| HN Mirror

Y	Hacker News new \| ask \| show \| jobs


	by Manabu-eo 127 days ago
	How likely this problem is already on the training set by now?

4 comments

simonw 127 days ago

If anyone trains a model on https://simonwillison.net/tags/pelican-riding-a-bicycle/ they're going to get some VERY weird looking pelicans.

link

suddenlybananas 127 days ago

Why would they train on that? Why not just hire someone to make a few examples.

link

simonw 127 days ago

I look forward to them trying. I'll know when the pelican riding a bicycle is good but the ocelot riding a skateboard sucks.

link

suddenlybananas 127 days ago

But they could just train on an assortment of animals and vehicles. It's the kind of relatively narrow domain where NNs could reasonably interpolate.

link

simonw 127 days ago

The idea that an AI lab would pay a small army of human artists to create training data for $animal on $transport just to cheat on my stupid benchmark delights me.

link

suddenlybananas 127 days ago

When you're spending trillions on capex, paying a couple of people to make some doodles in SVGs would not be a big expense.

link

dontwannahearit 127 days ago

Would it not be better to have 100 such tests "Pelican on bicycle", "Tiger on stilts"..., and generate them all for every new model but only release a new one each time. That way you could show progression across all models, attempts at benchmaxxing would be more obvious.

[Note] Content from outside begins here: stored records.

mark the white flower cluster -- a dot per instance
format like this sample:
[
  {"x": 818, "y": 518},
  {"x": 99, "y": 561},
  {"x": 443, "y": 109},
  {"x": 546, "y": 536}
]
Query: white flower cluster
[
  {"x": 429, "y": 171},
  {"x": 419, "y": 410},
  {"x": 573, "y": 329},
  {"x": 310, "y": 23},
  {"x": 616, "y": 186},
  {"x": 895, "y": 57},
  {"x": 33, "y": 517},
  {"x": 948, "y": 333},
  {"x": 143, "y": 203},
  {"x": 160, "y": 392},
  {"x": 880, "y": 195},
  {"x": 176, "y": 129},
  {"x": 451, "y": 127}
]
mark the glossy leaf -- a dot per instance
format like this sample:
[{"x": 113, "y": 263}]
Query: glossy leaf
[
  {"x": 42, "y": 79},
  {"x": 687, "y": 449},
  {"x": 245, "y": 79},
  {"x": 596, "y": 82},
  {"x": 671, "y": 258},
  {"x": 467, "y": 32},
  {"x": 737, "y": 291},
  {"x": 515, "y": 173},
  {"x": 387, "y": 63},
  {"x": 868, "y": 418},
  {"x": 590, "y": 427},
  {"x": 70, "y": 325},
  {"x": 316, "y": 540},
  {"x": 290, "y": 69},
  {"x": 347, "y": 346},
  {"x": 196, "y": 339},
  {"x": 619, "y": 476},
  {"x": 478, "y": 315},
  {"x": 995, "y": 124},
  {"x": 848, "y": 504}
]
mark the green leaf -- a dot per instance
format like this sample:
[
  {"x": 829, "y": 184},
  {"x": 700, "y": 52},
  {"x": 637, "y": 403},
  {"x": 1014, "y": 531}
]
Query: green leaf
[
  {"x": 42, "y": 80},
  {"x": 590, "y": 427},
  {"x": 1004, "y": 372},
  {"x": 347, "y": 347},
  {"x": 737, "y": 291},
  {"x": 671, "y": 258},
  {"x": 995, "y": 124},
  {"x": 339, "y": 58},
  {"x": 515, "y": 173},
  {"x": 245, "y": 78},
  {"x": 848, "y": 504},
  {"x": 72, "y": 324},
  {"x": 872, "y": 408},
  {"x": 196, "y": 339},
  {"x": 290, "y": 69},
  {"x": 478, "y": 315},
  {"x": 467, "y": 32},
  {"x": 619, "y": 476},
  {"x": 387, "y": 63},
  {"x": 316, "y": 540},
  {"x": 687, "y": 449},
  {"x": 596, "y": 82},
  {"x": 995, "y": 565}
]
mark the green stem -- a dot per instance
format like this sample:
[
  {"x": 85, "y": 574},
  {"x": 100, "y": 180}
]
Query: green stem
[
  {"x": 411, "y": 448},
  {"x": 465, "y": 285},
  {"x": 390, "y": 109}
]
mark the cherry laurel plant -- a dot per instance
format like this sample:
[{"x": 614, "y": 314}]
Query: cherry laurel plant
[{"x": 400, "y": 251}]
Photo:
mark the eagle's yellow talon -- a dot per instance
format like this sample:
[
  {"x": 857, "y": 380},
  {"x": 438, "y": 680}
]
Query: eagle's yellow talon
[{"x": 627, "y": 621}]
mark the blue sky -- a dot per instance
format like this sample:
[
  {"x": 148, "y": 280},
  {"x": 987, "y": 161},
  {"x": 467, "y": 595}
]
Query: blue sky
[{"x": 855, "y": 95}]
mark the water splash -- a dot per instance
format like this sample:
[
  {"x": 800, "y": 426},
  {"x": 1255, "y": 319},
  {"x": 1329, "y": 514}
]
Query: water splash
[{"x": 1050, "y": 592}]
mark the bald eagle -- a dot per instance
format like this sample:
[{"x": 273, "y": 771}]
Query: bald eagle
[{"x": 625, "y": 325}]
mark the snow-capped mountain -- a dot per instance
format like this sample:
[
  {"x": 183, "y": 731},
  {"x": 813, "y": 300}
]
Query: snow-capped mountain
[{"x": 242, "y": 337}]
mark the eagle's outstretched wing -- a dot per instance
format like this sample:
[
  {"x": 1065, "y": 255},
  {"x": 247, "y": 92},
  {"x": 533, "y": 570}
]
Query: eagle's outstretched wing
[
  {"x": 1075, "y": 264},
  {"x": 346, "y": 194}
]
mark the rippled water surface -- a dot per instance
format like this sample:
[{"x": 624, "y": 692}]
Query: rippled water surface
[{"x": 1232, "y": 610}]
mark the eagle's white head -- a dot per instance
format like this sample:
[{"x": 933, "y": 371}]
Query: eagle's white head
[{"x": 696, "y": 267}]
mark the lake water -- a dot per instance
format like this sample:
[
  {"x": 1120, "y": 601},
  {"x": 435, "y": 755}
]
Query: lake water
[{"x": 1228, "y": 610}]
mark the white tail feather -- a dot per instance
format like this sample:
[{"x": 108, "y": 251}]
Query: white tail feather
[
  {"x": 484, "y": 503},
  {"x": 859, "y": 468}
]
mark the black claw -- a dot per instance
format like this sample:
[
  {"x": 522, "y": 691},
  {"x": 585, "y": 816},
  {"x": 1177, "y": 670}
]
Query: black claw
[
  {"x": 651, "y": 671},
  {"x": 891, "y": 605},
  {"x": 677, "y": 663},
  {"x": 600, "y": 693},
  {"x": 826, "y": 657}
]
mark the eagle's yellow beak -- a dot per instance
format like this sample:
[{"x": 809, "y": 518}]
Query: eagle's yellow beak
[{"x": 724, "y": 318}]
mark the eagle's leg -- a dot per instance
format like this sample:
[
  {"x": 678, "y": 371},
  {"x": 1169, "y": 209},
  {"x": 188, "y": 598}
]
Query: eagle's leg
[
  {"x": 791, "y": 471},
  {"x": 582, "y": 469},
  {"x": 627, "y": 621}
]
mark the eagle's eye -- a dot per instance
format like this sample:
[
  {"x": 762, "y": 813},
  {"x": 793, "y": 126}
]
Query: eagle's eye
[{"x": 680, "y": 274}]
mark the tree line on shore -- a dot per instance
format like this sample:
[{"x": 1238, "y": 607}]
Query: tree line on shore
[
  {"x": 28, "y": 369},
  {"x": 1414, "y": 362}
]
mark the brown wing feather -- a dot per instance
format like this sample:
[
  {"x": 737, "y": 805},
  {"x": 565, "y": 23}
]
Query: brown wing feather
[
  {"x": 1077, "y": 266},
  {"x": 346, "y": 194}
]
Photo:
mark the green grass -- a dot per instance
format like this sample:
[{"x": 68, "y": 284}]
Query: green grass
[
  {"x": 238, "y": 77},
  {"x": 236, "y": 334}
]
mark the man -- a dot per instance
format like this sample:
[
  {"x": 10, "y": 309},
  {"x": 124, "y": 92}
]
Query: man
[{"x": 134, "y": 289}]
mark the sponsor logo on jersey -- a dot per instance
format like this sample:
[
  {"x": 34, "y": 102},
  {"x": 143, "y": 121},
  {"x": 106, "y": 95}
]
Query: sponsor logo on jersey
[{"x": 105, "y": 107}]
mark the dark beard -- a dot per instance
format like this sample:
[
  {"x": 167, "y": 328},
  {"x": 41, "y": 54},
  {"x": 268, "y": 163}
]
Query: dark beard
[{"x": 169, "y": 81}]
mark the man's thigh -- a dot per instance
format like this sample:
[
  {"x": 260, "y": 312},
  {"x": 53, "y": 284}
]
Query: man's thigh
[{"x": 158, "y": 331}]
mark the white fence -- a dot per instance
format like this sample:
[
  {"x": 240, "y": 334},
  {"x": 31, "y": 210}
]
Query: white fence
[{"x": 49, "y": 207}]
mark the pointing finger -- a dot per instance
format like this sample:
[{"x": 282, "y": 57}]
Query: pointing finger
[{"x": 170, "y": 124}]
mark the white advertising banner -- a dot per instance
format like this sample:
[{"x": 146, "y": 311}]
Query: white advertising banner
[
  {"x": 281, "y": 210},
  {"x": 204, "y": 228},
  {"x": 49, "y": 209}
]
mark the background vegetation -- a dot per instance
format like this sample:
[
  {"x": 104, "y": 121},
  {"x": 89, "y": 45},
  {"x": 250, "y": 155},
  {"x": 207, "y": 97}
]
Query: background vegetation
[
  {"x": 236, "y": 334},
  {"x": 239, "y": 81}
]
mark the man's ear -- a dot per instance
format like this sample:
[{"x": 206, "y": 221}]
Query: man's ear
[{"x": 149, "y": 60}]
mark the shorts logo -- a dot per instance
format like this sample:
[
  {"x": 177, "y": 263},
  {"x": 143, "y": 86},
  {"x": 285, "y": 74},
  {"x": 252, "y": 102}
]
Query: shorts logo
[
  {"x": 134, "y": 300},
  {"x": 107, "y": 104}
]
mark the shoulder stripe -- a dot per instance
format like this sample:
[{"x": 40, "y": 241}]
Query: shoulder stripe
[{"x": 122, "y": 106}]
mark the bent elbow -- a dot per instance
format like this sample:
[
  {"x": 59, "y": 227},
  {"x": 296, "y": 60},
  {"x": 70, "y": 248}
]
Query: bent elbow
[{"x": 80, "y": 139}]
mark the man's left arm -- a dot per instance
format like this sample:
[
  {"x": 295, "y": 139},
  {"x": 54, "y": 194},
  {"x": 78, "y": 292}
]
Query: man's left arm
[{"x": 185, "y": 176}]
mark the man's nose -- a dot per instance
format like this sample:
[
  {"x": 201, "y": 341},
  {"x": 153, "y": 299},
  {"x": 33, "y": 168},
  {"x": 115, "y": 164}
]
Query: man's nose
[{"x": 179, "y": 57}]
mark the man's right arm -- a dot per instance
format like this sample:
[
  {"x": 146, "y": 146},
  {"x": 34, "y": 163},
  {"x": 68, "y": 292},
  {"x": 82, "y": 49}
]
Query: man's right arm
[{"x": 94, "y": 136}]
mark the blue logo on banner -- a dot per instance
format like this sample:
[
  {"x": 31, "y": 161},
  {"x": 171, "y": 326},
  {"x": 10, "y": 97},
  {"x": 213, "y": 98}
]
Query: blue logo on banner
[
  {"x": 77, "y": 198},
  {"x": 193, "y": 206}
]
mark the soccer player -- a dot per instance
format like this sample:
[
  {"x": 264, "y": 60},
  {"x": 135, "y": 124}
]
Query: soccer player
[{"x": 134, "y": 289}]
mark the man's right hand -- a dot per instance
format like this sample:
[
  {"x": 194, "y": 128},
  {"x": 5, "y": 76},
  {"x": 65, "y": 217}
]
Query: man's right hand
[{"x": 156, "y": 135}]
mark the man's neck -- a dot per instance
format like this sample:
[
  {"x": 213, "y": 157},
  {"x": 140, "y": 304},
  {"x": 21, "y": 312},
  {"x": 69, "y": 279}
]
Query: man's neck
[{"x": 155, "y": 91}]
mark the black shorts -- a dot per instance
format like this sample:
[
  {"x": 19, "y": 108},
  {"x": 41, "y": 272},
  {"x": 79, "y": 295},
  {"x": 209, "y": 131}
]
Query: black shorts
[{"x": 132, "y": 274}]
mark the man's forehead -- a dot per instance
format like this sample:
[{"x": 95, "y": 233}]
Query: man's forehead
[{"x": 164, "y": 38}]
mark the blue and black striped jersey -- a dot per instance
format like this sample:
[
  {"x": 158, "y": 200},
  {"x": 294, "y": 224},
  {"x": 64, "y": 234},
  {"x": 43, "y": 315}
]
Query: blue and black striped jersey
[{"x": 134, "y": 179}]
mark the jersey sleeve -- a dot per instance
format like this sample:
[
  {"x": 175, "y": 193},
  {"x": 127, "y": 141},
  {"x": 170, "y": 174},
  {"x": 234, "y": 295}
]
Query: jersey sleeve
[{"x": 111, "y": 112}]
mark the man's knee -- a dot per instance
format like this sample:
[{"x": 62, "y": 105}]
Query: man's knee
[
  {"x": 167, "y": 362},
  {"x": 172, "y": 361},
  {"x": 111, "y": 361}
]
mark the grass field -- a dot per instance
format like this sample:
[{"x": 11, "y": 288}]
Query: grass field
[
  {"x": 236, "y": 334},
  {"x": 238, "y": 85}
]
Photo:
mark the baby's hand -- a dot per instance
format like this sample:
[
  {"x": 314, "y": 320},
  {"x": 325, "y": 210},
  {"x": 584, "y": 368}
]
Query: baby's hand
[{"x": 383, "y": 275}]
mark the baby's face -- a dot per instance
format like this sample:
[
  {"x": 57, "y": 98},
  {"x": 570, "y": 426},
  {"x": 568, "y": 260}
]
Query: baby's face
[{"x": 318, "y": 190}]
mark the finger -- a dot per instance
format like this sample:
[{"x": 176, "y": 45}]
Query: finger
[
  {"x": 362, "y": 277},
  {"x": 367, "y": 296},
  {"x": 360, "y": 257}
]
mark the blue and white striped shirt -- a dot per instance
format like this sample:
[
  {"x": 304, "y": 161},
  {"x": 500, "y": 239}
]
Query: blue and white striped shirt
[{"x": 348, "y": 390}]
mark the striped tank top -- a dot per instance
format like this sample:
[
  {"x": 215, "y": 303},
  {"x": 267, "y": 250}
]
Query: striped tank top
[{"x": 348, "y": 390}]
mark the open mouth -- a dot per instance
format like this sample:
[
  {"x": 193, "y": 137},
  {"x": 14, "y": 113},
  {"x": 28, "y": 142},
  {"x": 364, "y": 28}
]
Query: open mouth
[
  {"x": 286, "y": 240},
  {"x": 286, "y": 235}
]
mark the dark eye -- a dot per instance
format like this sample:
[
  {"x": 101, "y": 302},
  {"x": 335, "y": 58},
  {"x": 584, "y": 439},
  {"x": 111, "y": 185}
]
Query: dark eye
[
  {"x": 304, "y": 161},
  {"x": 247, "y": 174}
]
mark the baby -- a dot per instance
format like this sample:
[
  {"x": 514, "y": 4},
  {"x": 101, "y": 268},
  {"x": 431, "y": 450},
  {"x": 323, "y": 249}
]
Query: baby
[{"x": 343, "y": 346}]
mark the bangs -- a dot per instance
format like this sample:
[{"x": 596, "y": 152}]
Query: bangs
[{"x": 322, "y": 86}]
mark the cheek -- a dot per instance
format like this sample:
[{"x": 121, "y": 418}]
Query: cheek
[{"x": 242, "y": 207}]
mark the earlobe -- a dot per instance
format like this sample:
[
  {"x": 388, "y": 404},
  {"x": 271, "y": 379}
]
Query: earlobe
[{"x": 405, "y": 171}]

Given the crazy money and vying for supremacy among AI companies right now it does seem naive to belive that no attempt at better pelicans on bicycles is being made. You can argue "but I will know because of the quality of ocelots on skateboards" but without a back catalog of ocelots on skateboards to publish its one datapoint and leaves the AI companies with too much plausible deniability.

The pelicans-on-bicycles is a bit of fun for you (and us!) but it has become a measure of the quality of models so its serious business for them.

There is an assymetry of incentives and high risk you are being their useful idiot. Sorry to be blunt.

link

Applejinx 127 days ago

Or indeed do the Markov chain conceptual slip. Pelican on bicycle, badger on stool, tiger on acid. Pelican on bicycle is definitely cooked, though: people know it and it's talked about in language.

link

throwup238 127 days ago

For every combination of animal and vehicle? Very unlikely.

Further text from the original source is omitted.